If something looks aggressive, I would not argue from gut feeling. I would check it against current Dutch rules and, if needed, ask for help from Het Juridisch Loket or!Woon. Landlords also need to be careful here. Using unenforceable clauses is not harmless boilerplate. It can lead to disputes, rent reductions and even fines, including fines that can run up to €100,000 for failing to provide a written contract.
A ROZ contract in the Netherlands can be perfectly usable. I’m not anti-ROZ. I’m anti-blind trust.
Read the clause, not the logo.
Frequently asked questions
Is a ROZ contract in the Netherlands an official government rental contract?
No. A ROZ contract is an industry model published by the Raad voor Onroerende Zaken. It is widely used, but it is not a government-approved guarantee that every clause is legally valid.
Can a landlord use a fixed-term ROZ rental contract for a normal apartment?
Not automatically. Since July 2024, indefinite contracts are the default in Dutch residential rentals. Fixed-term contracts are only allowed in limited exceptional cases, so a fixed end date in a ROZ template can still be void.
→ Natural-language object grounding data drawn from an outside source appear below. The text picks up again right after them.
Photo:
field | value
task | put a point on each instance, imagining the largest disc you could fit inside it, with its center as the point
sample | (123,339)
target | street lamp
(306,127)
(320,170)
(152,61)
Are all ROZ rent increase clauses enforceable?
No. Dutch courts have scrutinised indexation and surcharge clauses in residential leases and have found some unfair under consumer protection rules. A clause being part of the ROZ model does not make it safe.
Can a ROZ contract ask for more than two months of deposit?
For residential rentals, the Good Landlordship Act limits the deposit to a maximum of two months’ rent. A clause demanding more can be unenforceable even if it appears in a standard ROZ contract.